Working in various mediums, the French artist and illustrator Delphine Lebourgeois draws inspiration from a range of stylistic sources. By combining both contemporary and classical, and mixing symbols and cultural references in a playful and sometimes irreverent way, there is a duality in her drawings. Lebourgeois’ multidisciplinary approach during the creative and developmental process reveal the depth of meaning in her illustrations, which on the surface present a sense of fun, play and sexuality.

By exhibiting Lebourgeois’ working drawings, Prélude will allow viewers to examine her practise, in which she uses line drawings as a form of enquiry to explore her initial ideas. Through her experimentation, Lebourgeois successfully infuses her sense of self and her understanding of feminine strength and beauty. The exhibition begins at Jealous North on Wednesday 30th January and runs until Sunday 17th February.

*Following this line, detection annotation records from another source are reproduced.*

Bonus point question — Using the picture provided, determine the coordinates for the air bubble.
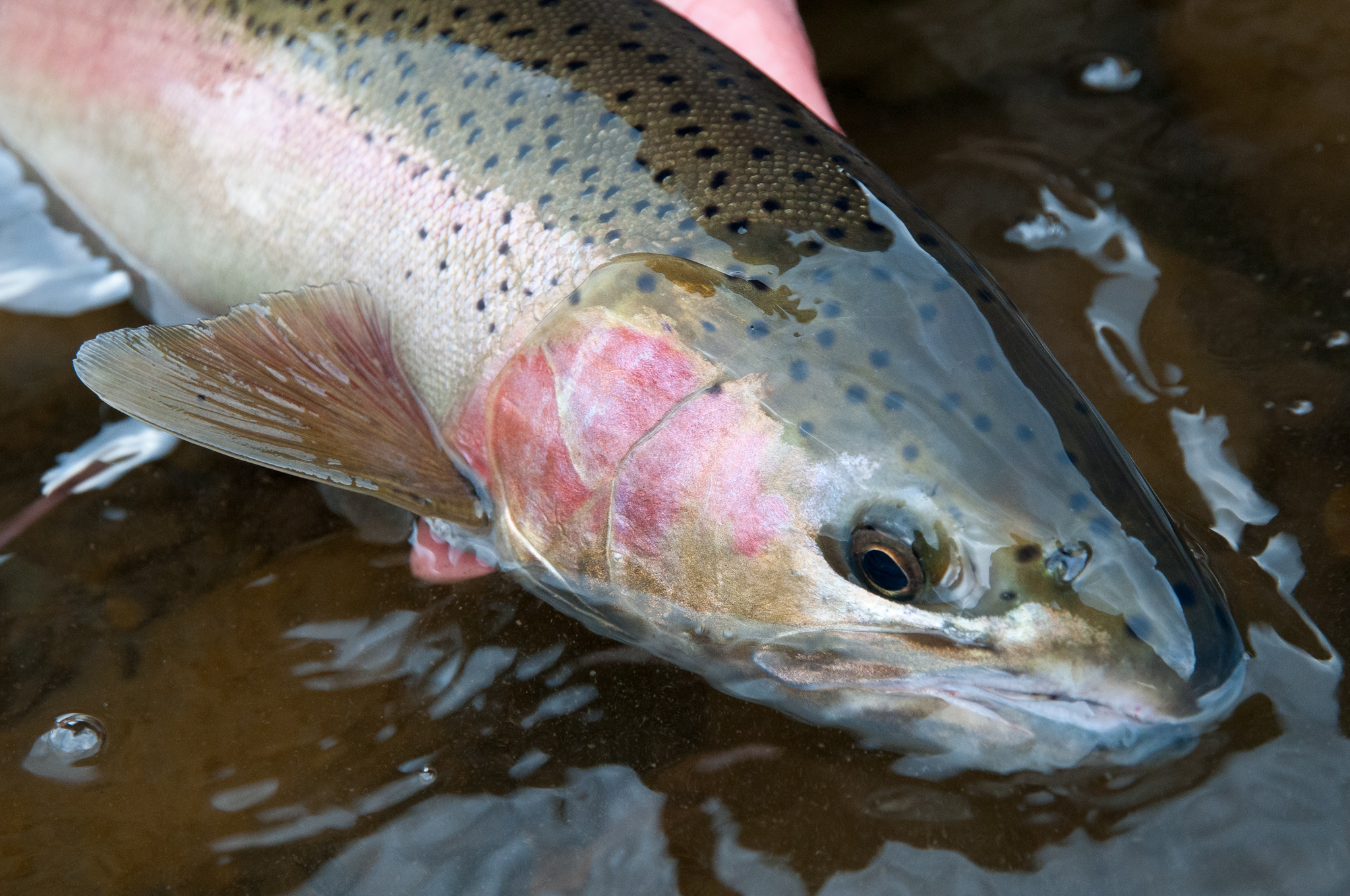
[22,712,108,784]
[1078,55,1144,93]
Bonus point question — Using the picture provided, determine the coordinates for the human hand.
[659,0,840,131]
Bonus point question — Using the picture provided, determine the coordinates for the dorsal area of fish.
[0,0,893,417]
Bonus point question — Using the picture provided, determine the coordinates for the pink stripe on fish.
[612,383,790,556]
[545,312,707,486]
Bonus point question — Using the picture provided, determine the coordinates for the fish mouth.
[752,629,1246,734]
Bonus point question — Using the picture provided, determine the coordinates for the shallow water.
[0,0,1350,896]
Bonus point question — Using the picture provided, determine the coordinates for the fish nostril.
[1045,541,1092,584]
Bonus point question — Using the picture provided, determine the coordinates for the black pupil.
[863,549,910,591]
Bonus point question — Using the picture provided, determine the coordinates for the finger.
[660,0,840,131]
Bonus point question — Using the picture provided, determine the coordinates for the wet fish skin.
[0,0,1242,769]
[0,0,889,416]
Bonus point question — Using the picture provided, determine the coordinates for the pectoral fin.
[76,282,484,528]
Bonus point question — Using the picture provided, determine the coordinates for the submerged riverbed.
[0,0,1350,896]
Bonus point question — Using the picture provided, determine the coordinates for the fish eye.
[849,525,925,600]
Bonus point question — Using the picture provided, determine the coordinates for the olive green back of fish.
[201,0,891,269]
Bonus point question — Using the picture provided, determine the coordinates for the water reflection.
[296,626,1350,896]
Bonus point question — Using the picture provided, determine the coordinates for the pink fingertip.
[407,520,496,584]
[659,0,842,134]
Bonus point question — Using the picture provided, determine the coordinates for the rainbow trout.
[0,0,1245,772]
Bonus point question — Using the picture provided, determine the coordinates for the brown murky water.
[0,0,1350,896]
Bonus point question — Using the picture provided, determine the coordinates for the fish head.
[472,198,1242,769]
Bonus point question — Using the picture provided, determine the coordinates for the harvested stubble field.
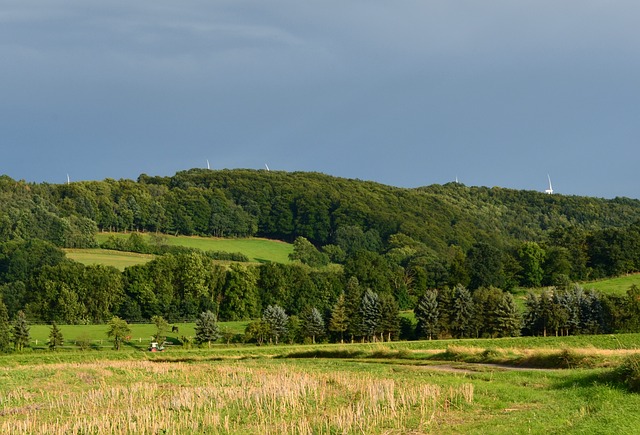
[0,339,640,435]
[0,360,474,434]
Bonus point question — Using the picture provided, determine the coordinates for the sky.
[0,0,640,198]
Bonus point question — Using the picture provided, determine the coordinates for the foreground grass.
[0,344,640,434]
[96,233,293,263]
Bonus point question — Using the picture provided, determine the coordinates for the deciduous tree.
[195,311,220,347]
[107,316,131,350]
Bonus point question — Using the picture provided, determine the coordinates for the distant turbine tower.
[544,174,553,195]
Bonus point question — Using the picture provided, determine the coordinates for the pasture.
[96,232,293,263]
[0,334,640,434]
[64,249,155,271]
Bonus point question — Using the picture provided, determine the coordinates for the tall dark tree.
[467,242,505,290]
[107,316,131,350]
[378,294,400,341]
[414,290,440,340]
[151,316,169,345]
[302,307,325,343]
[451,286,475,338]
[518,242,546,287]
[195,311,221,347]
[344,276,364,342]
[49,322,64,350]
[360,289,382,341]
[0,298,11,352]
[262,305,289,344]
[495,292,522,337]
[12,310,30,352]
[329,293,349,343]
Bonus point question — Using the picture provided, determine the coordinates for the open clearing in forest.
[96,232,293,263]
[64,233,293,271]
[64,249,155,271]
[0,334,640,434]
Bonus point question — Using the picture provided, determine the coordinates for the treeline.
[100,233,249,263]
[0,169,640,282]
[0,240,640,343]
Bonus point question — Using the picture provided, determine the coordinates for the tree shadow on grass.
[551,369,630,392]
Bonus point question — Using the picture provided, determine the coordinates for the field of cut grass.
[64,249,155,271]
[0,336,640,435]
[96,233,293,263]
[30,321,249,349]
[580,273,640,295]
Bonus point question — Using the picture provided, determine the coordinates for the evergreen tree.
[472,287,503,338]
[518,242,546,287]
[262,305,289,344]
[0,297,11,352]
[495,292,522,337]
[13,310,30,352]
[414,290,440,340]
[344,276,364,343]
[436,287,455,337]
[244,320,271,346]
[107,316,131,350]
[49,322,64,350]
[360,289,382,340]
[195,311,220,347]
[329,293,349,343]
[451,285,475,338]
[151,316,169,345]
[378,294,400,341]
[302,307,324,344]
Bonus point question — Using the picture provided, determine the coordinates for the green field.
[580,273,640,295]
[30,321,249,350]
[64,249,155,271]
[96,233,293,263]
[0,338,640,434]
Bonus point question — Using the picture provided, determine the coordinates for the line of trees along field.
[0,170,640,344]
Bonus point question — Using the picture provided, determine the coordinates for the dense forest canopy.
[0,169,640,335]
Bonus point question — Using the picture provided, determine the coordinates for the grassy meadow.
[64,249,155,271]
[0,334,640,434]
[96,232,293,263]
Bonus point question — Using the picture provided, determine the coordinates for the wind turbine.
[544,174,553,195]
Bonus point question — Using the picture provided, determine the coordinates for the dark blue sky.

Delphine Lebourgeois studied Fine Art in Lyon then went on to complete a Masters in Illustration at Central St Martins in 2005. Lebourgeois works in various mediums including digital, collage, pencil, pen, ink, watercolour and screenprint but her working process always starts with an initial collage of found elements. Her most recent work draws from various stylistic sources (ranging from Bocelli to comics) mixing symbols and cultural references in a playful and sometimes irreverent way. In 2014, Lebourgeois created a whole series of original drawings on the power of crowds “The Girl has a Gun” that was launched at the Other Art Fair in October 2014: "My aim is to tell stories via precise scenarios that explore the realm of power relations whilst questioning Illustrative and Fine Art traditions" Her latest collections "Heroes and Villains" and "Funny Games" delve deeper into the theme and question the part society plays towards its youth. They look into the fragility of innocence, the need for protection, and how young people in their desperate search to belong can sometime turn to an extreme form of comfort. Through varied scenarios reminiscent of childhood' games, Lebourgeois tells stories about vulnerability and disillusion, but also – like an antidote - rebellion and empowerment.